= Johan Gerhard de Besche =

Norwegian physician and newspaper owner

Johan Gerhard de Besche (31 May 1821 – 19 February 1875) was a Norwegian medical doctor and owner of the Morgenbladet newspaper.

He was born at Kongsberg in Buskerud, Norway. He was a son of Joachim Christopher de Besche and Elizabeth Birgitte Bergh. The family had migrated to Sweden from the Netherlands in the 16th century, and one branch from there to Norway in the 17th century.

He enrolled as a student in 1839, and graduated with a Candidate of Medicine degree in 1843. In March 1845 in Kristiania (now Oslo), he married Catharina Marie Hviid (1824–1879). When his mother-in-law died in 1863, de Besche inherited half of the newspaper Morgenbladet, an influential conservative publication. He bought the other half from the family of Adolf Bredo Stabell (1807–1865) in 1865.

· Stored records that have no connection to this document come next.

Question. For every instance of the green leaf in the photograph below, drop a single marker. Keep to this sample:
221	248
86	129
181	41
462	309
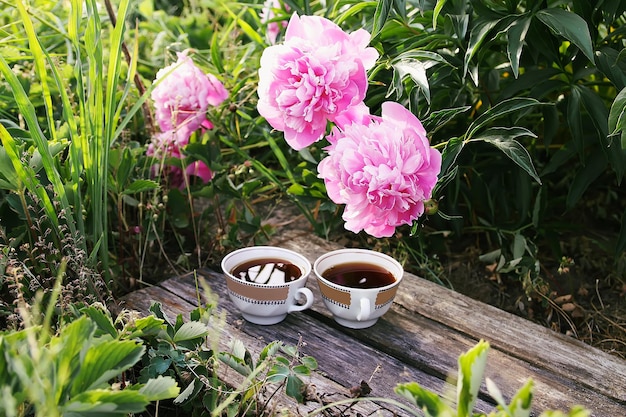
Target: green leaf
140	186
569	25
415	64
620	247
278	373
100	403
309	361
424	399
269	351
301	370
478	35
8	175
450	154
503	138
595	165
437	11
617	116
439	118
512	105
160	388
516	35
186	393
471	370
102	319
383	8
146	326
190	330
295	388
105	361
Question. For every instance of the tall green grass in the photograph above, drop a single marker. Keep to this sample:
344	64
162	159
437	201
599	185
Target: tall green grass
71	147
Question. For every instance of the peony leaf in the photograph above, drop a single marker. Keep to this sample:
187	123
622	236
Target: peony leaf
160	388
569	25
190	330
504	139
516	35
471	370
513	105
426	400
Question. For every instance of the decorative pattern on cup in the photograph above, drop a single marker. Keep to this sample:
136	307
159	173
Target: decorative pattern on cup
335	295
258	293
385	297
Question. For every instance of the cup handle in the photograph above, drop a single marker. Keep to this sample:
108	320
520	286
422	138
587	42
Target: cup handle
365	311
308	294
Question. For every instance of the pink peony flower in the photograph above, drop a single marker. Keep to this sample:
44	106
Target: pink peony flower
267	14
169	145
316	75
382	171
183	95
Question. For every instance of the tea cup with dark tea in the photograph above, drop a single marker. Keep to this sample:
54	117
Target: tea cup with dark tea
357	285
267	282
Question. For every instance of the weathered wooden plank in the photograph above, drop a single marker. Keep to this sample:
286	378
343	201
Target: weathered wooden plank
175	297
420	340
342	357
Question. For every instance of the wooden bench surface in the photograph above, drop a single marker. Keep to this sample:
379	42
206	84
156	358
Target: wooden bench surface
419	339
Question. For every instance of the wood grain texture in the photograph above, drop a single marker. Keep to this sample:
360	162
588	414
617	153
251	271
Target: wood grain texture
419	339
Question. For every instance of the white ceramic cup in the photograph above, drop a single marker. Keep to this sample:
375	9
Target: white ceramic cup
271	302
357	308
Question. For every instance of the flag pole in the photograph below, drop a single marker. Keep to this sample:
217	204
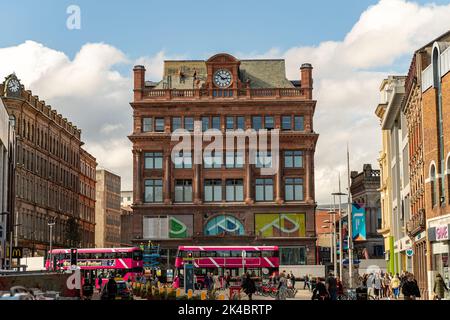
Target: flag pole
350	224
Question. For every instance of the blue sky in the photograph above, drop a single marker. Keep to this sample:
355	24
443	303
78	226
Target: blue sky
194	28
352	44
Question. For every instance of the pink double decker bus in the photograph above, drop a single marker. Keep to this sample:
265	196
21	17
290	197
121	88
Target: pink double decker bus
260	261
126	262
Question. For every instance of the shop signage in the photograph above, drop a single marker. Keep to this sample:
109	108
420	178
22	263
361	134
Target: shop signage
416	224
442	233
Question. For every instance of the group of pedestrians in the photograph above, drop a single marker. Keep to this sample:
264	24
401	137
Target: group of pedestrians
388	286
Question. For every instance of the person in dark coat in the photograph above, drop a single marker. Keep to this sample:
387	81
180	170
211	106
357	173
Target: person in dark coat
111	286
410	289
320	291
439	287
249	286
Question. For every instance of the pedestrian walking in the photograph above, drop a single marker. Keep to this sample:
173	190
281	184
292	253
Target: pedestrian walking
111	287
282	287
306	282
331	285
248	286
377	286
439	287
292	279
386	286
320	291
410	289
395	285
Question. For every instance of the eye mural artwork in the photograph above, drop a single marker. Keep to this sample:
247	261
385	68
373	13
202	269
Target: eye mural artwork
168	227
280	225
224	224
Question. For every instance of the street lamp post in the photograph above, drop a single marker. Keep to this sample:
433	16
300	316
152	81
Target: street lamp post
51	223
341	247
333	212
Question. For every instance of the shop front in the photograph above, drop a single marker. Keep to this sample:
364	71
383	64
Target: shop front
415	228
438	236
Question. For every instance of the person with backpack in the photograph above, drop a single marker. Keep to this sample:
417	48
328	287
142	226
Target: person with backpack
439	287
410	289
320	291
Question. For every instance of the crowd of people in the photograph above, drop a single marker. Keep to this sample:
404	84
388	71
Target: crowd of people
378	285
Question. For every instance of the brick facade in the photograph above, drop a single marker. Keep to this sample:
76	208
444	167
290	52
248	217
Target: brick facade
190	92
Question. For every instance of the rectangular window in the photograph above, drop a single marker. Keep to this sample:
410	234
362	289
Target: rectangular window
189	123
234	190
205	123
212	160
264	190
257	122
293	159
286	123
230	123
147	124
240	122
216	123
153	160
299	123
269	123
159	124
153	190
234	159
183	191
155	228
294	189
263	159
183	160
176	123
213	190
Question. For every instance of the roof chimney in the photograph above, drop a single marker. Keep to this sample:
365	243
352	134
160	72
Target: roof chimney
306	79
139	82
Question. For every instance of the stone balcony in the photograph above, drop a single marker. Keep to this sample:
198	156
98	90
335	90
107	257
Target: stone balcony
205	94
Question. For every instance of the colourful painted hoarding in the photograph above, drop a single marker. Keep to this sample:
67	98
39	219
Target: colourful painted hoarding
280	225
358	223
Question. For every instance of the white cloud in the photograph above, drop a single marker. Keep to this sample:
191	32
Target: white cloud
347	89
94	96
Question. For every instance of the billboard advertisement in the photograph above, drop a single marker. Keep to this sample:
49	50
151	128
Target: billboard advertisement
358	223
280	225
224	224
168	227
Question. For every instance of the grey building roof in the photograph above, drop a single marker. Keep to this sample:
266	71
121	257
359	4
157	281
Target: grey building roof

From 1846 he worked as a physician in the military, contributing to journals including Militært Tidsskrift and Den Militære Tilskuer in addition to medical journals. In 1849 he volunteered in the First Schleswig War. He was then a royal physician to Charles XV of Sweden from 1857 to 1869.
He died in 1875 at Frognerhoug in Aker. The Morgenbladet newspaper was passed down to his son Oscar de Besche (1846–1909), whereas his grandson Arent Greve de Besche became notable in the field of medicine.